Riccardo Gennaio 23, 2026 3 minuti letti

Quando il silenzio diventa una lezione: il caso Aidone
C’è una lezione che non compare in nessun programma scolastico, ma che resta impressa più di tutte.
È la lezione del silenzio. Ad Aidone, mentre le scuole aprono le porte a una visita pastorale che divide
e interroga, un cittadino chiede risposte e non ne riceve. La vicenda non è religiosa: è una storia di
legalità, responsabilità e coerenza istituzionale.
Il punto non è la fede.
Il punto è la coerenza delle istituzioni pubbliche.
Monsignor Gisana non è un visitatore qualsiasi. Il suo nome compare in una sentenza del Tribunale
Penale di Enna del 5 marzo 2024 che, nel ricostruire un diverso procedimento, descrive una condotta
che i giudici qualificano come gravemente omissiva nella tutela dei minori, in relazione alle attività
di un sacerdote già segnalato per presunti abusi. Oggi lo stesso Monsignore è imputato in un
procedimento penale con l’accusa di falsa testimonianza, in relazione a dichiarazioni rese ai
magistrati. La sua posizione è al vaglio della Giustizia e, come impone la Costituzione, per lui vale
la presunzione di innocenza. Proprio per questo, tuttavia, la scelta di offrirgli una tribuna istituzionale
in una scuola statale appare, a molti, quantomeno problematica.

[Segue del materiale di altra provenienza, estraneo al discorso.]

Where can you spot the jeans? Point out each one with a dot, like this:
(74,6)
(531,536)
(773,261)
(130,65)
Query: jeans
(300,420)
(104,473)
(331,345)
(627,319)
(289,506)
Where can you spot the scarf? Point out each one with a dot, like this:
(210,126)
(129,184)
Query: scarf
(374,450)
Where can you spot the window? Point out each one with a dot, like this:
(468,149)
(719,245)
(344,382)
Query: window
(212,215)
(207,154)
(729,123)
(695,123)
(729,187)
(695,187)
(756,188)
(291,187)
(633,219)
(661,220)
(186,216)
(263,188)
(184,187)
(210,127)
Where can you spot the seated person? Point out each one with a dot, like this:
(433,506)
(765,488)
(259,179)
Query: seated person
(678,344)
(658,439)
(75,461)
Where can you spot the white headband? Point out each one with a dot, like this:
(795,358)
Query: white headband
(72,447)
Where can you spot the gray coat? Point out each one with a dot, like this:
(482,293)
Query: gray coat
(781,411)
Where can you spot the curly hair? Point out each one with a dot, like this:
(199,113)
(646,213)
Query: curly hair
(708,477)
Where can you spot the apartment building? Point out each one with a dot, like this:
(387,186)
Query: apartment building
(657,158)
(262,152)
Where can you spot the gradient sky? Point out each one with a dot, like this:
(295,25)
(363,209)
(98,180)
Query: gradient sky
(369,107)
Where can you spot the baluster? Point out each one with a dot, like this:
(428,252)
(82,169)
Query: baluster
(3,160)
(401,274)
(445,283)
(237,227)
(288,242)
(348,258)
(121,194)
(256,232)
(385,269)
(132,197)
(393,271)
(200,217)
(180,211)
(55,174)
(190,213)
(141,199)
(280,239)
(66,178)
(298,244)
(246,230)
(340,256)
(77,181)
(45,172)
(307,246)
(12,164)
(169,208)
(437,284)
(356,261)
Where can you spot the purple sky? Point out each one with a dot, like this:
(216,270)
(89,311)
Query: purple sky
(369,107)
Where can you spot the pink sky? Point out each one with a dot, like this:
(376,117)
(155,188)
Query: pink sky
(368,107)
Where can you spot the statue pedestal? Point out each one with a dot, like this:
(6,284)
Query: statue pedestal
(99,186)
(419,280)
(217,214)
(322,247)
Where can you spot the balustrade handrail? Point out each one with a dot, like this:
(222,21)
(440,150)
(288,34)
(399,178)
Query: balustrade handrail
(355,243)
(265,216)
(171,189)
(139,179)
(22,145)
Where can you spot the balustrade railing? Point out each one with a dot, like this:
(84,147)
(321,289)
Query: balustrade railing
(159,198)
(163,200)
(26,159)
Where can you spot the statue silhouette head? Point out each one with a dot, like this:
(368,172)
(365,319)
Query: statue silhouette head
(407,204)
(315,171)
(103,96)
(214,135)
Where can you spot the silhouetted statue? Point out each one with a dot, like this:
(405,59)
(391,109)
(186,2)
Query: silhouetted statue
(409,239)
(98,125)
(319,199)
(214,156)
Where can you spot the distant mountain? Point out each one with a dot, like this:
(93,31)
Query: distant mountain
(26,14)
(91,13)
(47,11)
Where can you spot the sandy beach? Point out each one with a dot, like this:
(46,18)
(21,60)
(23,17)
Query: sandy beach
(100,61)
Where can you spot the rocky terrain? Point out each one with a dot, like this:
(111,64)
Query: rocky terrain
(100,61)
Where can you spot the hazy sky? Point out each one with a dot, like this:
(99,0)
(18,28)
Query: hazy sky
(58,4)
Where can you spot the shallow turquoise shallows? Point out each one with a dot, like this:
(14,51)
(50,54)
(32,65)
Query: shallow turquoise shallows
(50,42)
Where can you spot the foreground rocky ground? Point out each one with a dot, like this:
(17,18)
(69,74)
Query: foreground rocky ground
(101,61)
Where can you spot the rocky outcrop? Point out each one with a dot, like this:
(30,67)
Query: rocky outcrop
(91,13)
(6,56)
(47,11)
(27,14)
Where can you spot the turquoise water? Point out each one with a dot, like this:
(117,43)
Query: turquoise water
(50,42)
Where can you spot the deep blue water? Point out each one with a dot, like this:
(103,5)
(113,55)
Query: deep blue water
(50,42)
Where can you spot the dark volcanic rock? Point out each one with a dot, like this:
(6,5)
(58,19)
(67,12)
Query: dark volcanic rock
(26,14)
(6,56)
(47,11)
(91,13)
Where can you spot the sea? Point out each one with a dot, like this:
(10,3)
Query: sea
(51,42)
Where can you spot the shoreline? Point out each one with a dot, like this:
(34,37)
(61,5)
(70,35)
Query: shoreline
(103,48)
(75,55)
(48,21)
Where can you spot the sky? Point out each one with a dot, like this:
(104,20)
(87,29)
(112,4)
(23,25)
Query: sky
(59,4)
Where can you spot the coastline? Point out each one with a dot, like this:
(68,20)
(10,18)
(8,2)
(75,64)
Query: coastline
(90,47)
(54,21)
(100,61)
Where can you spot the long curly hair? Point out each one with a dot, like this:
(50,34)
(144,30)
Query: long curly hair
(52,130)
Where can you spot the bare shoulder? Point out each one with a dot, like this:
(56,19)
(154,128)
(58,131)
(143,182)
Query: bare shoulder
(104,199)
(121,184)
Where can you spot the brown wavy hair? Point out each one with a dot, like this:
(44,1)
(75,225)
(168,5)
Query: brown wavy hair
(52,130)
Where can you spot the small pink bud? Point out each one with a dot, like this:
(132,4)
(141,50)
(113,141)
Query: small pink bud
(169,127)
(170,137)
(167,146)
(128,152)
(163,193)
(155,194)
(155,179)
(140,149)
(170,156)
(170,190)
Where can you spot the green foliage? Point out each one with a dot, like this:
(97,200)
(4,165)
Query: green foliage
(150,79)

A sollevare la questione non è un polemista, ma una persona che quella storia l’ha attraversata sulla
propria pelle. Antonio Messina, sopravvissuto a quegli abusi e cittadino che continua a credere nello
Stato, ha scritto ai vertici scolastici competenti con una comunicazione formale inviata il 15 gennaio
scorso. Ha chiesto una cosa semplice e profonda insieme: quali valori si intendono trasmettere agli
studenti consentendo quell’incontro?
A oggi, non è arrivata alcuna risposta.
Nessun chiarimento. Nessuna spiegazione. Nessuna assunzione di responsabilità. Solo silenzio. Un
silenzio che pesa ancora di più perché cala su un istituto che porta il nome di Giovanni Falcone,
simbolo di una legalità che non ha mai fatto sconti all’omertà e che ha pagato il prezzo più alto per
affermareÈ legittimo domandarsi perché una scuola pubblica scelga di aprire le proprie porte a una figura
coinvolta in un procedimento per reati contro l’amministrazione della Giustizia, anziché investire con
pari determinazione in percorsi di prevenzione, ascolto e tutela dei minori. Questa non è un’accusa:
è una domanda educativa. È la domanda che ogni comunità dovrebbe porsi quando si parla ai ragazzi
di legalità, responsabilità e fiducia nelle istituzioni.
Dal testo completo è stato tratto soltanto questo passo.